I just bought the Ridgid R4512 & like it a lot. I had to tighten the belt, other than that everything was perfect after assembly. If you do decide on the Ridgid. ask for the store manager at Home Depot & ask for a 10% discount, I got the discount just by asking. I did call the Tech people a couple of times during assembly & they were very helpful.
Dennis


----------



## dadams14 (Feb 27, 2011)

*Table saw*

I started with a cheap saw which had a direct drive motor and a lousy fence. It was OK until I needed to use it every day.
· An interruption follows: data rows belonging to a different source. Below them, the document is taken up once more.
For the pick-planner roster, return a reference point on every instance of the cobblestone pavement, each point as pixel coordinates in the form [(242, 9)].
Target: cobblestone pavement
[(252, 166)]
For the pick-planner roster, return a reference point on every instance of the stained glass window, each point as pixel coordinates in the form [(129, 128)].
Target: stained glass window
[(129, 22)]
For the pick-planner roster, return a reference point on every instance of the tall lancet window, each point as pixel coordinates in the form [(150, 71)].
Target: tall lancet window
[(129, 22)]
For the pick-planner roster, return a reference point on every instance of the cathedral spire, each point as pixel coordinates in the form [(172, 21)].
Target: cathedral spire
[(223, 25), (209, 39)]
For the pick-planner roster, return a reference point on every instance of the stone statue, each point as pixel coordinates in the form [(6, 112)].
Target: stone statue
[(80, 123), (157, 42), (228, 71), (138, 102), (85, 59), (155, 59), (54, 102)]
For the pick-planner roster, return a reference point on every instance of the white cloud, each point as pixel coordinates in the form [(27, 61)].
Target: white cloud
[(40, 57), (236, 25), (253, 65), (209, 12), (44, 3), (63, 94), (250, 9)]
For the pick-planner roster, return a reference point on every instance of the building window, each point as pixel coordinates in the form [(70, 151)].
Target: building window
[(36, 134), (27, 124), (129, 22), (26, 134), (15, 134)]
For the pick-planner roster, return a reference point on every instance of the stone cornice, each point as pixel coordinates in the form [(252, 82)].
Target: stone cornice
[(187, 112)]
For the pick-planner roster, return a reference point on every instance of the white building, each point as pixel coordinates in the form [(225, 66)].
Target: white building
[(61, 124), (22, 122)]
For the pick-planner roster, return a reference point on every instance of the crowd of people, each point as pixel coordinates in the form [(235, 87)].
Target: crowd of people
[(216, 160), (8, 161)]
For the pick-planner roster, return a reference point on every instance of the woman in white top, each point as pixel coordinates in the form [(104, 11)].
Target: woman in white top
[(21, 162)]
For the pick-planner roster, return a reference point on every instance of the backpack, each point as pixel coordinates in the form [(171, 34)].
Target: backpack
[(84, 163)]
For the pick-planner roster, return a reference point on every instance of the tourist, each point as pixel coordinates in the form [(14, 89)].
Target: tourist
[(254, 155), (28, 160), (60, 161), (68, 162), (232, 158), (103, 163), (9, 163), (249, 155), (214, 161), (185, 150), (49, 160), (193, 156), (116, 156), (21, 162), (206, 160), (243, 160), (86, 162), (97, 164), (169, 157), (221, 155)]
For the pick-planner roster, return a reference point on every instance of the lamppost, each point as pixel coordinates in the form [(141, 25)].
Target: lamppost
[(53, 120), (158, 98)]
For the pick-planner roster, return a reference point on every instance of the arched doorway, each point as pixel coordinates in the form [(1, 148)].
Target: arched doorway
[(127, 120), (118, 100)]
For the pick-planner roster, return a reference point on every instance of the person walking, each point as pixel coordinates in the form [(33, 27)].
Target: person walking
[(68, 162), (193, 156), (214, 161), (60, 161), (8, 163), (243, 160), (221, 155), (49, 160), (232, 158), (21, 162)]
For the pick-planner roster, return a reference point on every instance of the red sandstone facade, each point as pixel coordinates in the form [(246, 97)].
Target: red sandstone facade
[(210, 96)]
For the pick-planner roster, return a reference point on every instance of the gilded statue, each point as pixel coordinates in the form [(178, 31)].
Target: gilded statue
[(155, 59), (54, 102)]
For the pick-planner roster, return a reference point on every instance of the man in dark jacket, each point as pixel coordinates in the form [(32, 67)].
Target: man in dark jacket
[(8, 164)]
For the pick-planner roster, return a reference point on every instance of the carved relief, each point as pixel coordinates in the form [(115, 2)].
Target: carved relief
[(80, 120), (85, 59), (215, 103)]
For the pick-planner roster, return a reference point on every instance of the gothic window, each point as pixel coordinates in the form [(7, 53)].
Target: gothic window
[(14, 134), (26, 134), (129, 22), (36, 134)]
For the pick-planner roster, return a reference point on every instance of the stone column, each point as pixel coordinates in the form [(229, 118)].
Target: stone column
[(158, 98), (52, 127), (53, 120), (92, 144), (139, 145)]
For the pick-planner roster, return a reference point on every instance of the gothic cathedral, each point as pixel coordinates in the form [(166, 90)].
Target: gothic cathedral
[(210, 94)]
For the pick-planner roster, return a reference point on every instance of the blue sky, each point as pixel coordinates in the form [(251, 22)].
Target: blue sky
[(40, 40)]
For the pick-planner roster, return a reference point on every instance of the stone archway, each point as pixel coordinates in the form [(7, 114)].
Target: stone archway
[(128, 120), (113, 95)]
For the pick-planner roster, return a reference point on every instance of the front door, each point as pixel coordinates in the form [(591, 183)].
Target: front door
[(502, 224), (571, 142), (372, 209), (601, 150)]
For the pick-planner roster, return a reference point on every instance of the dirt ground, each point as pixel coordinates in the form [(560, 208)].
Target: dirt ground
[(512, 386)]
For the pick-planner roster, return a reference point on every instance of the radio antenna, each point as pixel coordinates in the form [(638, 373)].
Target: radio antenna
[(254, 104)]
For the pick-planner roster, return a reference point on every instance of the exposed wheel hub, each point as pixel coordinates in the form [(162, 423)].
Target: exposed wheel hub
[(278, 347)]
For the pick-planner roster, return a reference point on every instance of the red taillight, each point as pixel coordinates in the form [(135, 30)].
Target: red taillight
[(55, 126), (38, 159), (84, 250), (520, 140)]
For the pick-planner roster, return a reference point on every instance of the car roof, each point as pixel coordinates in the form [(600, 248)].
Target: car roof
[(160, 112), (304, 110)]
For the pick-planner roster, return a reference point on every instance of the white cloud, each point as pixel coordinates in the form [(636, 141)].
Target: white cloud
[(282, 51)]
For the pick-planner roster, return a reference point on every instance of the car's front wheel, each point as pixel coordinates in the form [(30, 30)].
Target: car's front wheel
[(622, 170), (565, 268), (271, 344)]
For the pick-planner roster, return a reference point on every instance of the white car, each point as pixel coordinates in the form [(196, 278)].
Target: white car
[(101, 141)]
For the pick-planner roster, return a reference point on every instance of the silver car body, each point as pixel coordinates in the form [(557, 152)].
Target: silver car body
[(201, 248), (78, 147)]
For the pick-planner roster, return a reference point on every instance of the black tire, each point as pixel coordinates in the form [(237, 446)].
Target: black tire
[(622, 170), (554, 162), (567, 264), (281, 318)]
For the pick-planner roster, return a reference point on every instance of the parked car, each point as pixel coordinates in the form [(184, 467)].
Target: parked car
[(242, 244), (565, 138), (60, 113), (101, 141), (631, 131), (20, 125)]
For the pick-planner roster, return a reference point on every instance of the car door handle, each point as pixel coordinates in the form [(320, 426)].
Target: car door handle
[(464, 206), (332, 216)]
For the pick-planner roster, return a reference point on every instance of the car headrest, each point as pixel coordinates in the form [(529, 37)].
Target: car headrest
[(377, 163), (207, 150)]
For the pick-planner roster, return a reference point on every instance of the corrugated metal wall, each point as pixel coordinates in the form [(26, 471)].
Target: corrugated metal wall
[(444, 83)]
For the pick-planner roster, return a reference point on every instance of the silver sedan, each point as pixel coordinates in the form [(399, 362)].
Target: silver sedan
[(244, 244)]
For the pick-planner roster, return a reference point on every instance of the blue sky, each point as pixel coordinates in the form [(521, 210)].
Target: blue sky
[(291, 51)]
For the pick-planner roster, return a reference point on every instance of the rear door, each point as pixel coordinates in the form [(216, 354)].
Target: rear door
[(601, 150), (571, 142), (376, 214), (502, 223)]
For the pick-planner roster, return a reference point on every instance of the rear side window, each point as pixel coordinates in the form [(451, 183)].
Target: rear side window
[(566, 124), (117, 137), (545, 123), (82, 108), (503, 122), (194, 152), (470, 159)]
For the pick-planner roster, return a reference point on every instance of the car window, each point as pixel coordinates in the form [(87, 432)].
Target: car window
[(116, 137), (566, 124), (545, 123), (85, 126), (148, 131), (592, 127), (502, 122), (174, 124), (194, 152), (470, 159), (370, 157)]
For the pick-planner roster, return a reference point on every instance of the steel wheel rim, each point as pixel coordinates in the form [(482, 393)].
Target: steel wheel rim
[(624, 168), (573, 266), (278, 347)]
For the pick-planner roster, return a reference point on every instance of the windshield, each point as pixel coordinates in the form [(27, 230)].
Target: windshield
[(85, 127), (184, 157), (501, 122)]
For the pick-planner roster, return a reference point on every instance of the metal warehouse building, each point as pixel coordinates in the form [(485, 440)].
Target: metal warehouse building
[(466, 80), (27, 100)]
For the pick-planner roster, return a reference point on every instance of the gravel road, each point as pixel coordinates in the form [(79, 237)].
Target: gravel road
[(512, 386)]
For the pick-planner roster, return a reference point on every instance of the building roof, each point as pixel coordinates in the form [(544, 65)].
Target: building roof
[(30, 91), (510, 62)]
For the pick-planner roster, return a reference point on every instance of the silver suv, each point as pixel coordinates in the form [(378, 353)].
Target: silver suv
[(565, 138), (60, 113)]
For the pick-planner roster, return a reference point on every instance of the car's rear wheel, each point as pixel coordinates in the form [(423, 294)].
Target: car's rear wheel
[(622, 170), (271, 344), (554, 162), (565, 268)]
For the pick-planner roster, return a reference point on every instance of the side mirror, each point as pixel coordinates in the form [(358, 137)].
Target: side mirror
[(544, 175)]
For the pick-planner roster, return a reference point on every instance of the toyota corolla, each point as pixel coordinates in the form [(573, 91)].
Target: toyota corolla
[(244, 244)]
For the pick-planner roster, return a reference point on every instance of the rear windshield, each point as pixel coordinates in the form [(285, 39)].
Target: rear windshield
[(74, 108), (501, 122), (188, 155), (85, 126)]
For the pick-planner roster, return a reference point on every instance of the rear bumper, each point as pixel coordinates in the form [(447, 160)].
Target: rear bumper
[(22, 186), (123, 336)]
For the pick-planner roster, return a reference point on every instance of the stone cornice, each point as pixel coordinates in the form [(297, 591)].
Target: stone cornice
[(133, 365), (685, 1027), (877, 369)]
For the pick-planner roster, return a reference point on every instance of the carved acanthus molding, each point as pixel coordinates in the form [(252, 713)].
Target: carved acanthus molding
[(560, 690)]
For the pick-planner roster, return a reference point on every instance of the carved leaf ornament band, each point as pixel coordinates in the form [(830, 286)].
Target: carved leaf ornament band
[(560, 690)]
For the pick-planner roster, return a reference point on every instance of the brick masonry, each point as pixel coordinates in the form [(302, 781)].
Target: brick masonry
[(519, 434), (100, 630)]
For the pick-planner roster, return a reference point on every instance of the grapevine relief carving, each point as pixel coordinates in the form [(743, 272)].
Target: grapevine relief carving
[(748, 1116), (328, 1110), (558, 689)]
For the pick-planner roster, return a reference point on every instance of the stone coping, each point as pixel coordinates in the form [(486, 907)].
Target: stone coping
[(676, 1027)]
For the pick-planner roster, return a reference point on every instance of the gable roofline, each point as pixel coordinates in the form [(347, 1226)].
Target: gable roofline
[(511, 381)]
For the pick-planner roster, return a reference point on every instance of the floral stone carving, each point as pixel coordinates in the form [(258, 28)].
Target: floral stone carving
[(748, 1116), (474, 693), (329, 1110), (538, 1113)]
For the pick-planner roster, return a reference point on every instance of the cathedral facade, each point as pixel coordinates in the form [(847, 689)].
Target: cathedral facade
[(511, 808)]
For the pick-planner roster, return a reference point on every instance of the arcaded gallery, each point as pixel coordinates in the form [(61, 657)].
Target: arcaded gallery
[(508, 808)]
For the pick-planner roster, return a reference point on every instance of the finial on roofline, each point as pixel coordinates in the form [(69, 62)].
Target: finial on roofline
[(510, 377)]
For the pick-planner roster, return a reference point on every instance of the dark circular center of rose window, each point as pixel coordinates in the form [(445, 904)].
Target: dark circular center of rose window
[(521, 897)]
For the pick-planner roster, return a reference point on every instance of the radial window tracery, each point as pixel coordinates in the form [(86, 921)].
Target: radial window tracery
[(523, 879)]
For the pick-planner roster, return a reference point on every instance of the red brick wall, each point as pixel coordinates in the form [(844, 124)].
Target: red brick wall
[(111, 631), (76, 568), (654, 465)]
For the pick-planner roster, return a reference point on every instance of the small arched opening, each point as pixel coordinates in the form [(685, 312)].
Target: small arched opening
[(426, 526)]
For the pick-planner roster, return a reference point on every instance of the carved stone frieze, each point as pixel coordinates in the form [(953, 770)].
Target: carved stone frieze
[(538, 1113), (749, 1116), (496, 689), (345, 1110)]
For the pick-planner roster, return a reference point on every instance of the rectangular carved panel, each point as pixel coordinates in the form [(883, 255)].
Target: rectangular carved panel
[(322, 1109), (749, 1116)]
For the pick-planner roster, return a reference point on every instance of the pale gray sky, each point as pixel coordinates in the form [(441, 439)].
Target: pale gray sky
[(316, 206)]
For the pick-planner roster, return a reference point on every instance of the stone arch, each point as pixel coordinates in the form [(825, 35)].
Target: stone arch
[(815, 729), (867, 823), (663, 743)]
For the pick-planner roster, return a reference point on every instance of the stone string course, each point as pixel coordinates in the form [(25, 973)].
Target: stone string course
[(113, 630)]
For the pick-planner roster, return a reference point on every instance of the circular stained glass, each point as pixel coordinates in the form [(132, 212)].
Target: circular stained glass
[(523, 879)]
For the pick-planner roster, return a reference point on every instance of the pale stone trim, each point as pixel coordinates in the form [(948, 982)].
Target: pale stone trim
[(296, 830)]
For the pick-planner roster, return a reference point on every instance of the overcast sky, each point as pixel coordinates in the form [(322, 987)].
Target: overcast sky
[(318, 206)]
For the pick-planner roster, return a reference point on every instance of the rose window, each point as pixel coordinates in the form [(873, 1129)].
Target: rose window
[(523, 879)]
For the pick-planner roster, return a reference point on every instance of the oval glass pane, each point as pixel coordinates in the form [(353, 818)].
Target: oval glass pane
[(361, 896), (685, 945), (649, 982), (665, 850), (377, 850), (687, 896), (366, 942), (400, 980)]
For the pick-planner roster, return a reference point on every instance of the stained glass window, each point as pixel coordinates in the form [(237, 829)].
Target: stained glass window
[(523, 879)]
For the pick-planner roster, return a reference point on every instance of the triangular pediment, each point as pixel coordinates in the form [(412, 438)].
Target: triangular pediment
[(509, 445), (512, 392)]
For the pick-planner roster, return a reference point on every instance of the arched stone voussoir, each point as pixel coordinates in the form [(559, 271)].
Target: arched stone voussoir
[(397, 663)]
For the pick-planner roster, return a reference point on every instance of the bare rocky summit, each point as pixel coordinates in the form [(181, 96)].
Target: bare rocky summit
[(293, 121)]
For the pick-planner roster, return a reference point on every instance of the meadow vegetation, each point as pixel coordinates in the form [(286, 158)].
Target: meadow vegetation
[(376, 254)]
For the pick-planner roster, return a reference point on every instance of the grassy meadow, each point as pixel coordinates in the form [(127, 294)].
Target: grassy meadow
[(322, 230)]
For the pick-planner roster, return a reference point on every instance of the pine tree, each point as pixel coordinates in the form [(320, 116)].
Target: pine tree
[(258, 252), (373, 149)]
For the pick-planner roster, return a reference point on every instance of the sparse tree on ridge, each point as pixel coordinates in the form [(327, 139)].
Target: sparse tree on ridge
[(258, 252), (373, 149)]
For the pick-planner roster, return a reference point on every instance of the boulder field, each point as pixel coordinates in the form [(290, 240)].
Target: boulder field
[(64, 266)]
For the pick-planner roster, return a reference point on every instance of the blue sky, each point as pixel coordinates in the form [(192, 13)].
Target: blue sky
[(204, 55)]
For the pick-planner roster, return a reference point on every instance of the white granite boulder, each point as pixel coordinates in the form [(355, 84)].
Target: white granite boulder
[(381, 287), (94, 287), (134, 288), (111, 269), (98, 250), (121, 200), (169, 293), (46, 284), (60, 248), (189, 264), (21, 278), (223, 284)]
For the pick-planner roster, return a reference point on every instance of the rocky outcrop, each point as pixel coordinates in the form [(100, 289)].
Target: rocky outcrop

Then I bought a JET contractors saw and it does what I need, except I removed the fence and clamped an incra jig on the right side.. I need exact and repeatable fence position, which this jig gives. I would like the saw stop feature for the times when I get a little too happy around the blade. I have had close calls and renew my safety habits often but it only takes 1 second to have a bad day.
Dennis


----------



## ahudson (Mar 10, 2011)

I don't have much experience as a wood worker, but after researching table saws, I came across the EZ system by Eurekazone. I have purchased a few pieces to see what it is all about. That system might be worth investigating, especially if safety is a factor.


----------



## Watsin38 (Mar 10, 2011)

TheCap10 said:


> Howdy,
> 
> Newbie here with a question about table saws and fences.
> 
> ...


Yes you can for sure. All you need is to put some good estimates on it. And then see that what could be the possibility. Can you really do it or not.


----------



## theschwarz1 (Feb 18, 2011)

knotscott said:


> ...Also keeps your eyes peeled for good used full size contractor saws or hybrids from Delta, Jet, PM, Grizzly, Hitachi, Craftsman, Bridgewood, Woodtek, General International, Sunhill, and others.....


Yes...I am trying to wiat til I have the legal amount of posts to advertise...but I may be able to help in this area....Walker Turner commercial saw w/tables and biesemeyer fence.....soon I will have it listed with pics. 

I think i Have to have 25 posts first....trying to play by the rules....


----------



## cabinetman (Jul 5, 2007)

TheCap10 said:


> Howdy,
> 
> Newbie here with a question about table saws and fences.
> 
> ...


To answer your question, you can get away with a 30" fence, by having the "waste" piece larger than 30". IOW, if you need a 36" piece from a 48" piece, allow for the saw kerf and set the fence accordingly (11 7/8"). For cuts like that, make sure first that your piece is 48" to start with, and that your kerf is 1/8". 

If your saw isn't as powerful as some cabinet saws, you can optimize the power yours has by using a better blade. If there is some stress with a 50T or 60T blade, try a 32T and see if the cut is easier.












 







.


----------